Flex is available for almost any platform you can image. However, because Flex is a tool for programmers only, the releases are very much do-it-yourself. If you are using Linux, BSD, or any POSIX-compliant version of Linux, you almost certainly have Flex installed and ready to go! If you are a Windows user or you simply demand the latest and greatest, visit the SourceForge project.

Windows users also will need WinRAR, or they must go through the headaches of finding a tar and gunzip or bzip to uncompress it. They also will need a working install of bash to run the configure script plus the GNU gcc compiler. An easier alternative would be simply installing the Cygwin tools. Cygwin is a port of common GNU and other Linux/Unix public domain tools for the Win32 platform. It includes tar, gunzip, bash, gcc, and flex in Win32 executable binary form, so you can simply download these and get going with little fuss. You easily can access Cygwin mirror sites around the world with their download tool (setup.exe).

Taking the path of least resistance, I developed this article with Flex 2.5.4 pre-compiled binaries from Cygwin, although I did build a new Flex 2.5.33 with the Cygwin tools just to prove it could be done.

Introduction to Tokens and Lexemes

Suppose you’re not only reading data files but reading (and perhaps interpreting) a scripting language input file, such as Perl or VB source code. Lexical analysis is the lowest level translation activity. The purpose of a lexical analyzer or scanner is to convert an incoming stream of characters into an outgoing stream of tokens. The scanner operates by matching patterns of characters into lexemes. Each pattern describes what an instance of a particular token must match. For example, a common pattern for an identifier (for example, user-specified variable or constant) in a script language is a letter followed by one or more occurrences of a letter or digit. Some lexemes that would match this pattern are index, sum, and i47.

Things that your input stream defines as useless, such as white space and comments, are not lexemes and can be safely discarded by the scanner. Several classes of tokens are found in the definitions of most script languages. Table 1 lists some typical ones.

Table 1: Typical Tokens

Keywords Reserved words (such as procedure and return) that cannot be redefined
Operators Typically strings (1–3 characters) such as /, >=, and >>= used in expressions
=Identifiers User-specified objects similar to keywords in form
Numbers Integer, real, or double-precision as specified
Character constants Single characters such as c or \0
Character strings Zero or more characters stored differently than character constants
EOLN and EOF Logical end-of-line and end-of-input markers

The following benefits explain why you would bother with this preliminary lexical analysis:

  1. It modularizes the design of the program, thereby decreasing the burden of software maintenance.
  2. It simplifies the grammar later by eliminating whitespace issues early.
  3. It can improve efficiency by using buffering techniques to reduce the I/O overhead.
  4. A separate lexical analyzer improves portability by isolating the portions that deal with actual input characters.
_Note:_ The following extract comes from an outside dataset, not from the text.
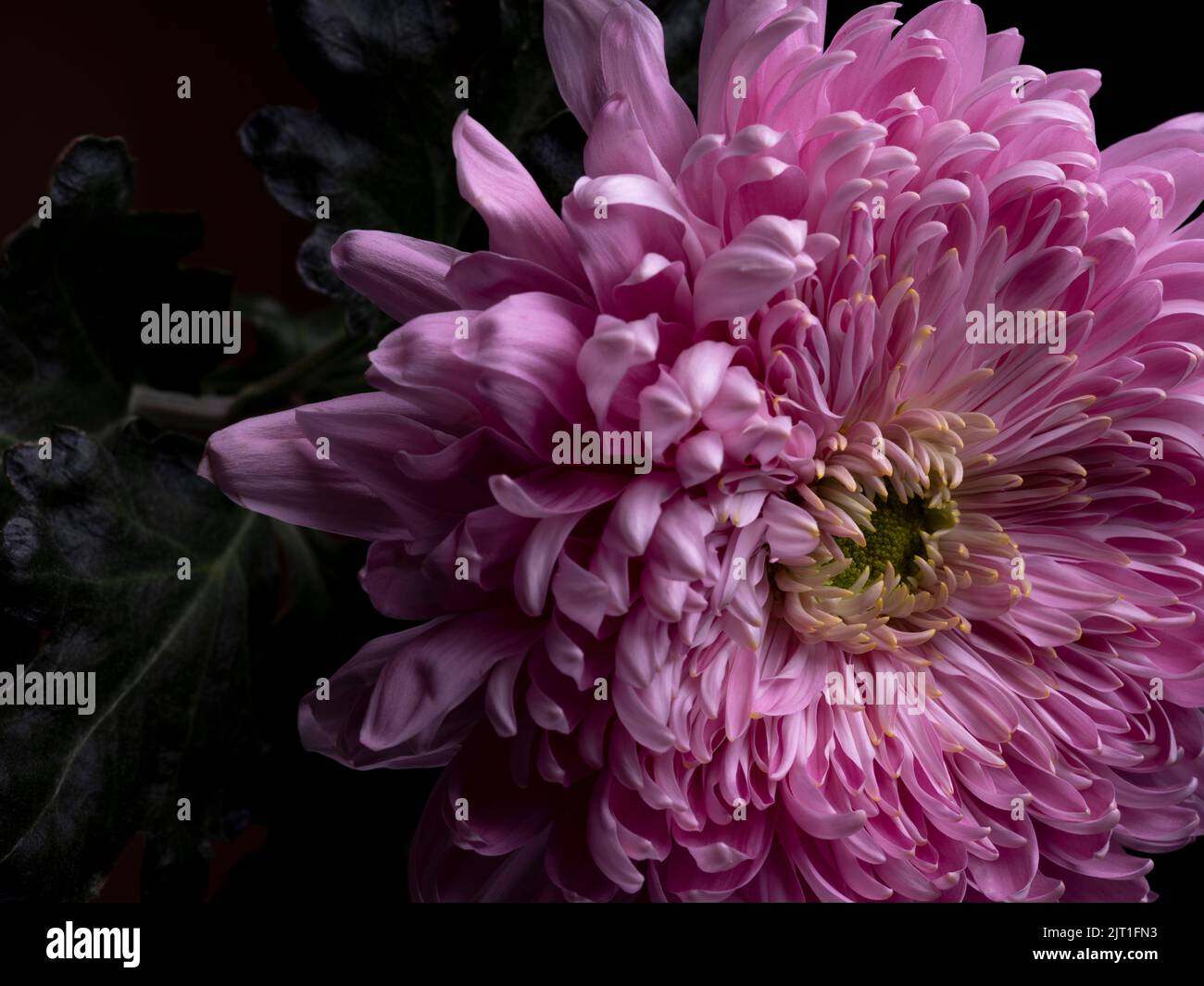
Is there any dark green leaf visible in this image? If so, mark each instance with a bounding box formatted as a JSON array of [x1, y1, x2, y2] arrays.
[[0, 426, 277, 898]]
A scanner may also perform other functions while it is doing the work of tokenizing, such as producing source listings, reporting syntax errors, keeping track of source line numbers, and most often building the symbol table as it goes.

How Flex Works

Flex is a program generator that produces source code for recognizing regular expressions when given pattern specifications for input. The specifications allow an action to be associated with each input pattern. A Flex-produced DFA (deterministic finite automaton) performs the recognition of regular expressions. Flex is able to deal effectively with ambiguous expressions by always choosing the longest matching string in the input stream.

Lex transforms the user’s input table of regular expressions and actions into a function called yylex(). The yylex() function, when incorporated into your source host-language program, performs each action as the associated pattern is recognized. Flex is capable of producing its output as C, C++, or FORTRAN source code. In either case, the yylex() function incorporates the highly efficient string matching routines of Aho and Corasick (Communications of the ACM, No. 18, 1975).

The yylex() function produced by Lex will generally require time proportional to the length of the input stream. This function is linear with respect to the input and independent of the number of rules. As the number and complexity of rules increases, yylex() will tend to increase in size only. Speed will have to decrease when the input rules require extensive forward scanning of input.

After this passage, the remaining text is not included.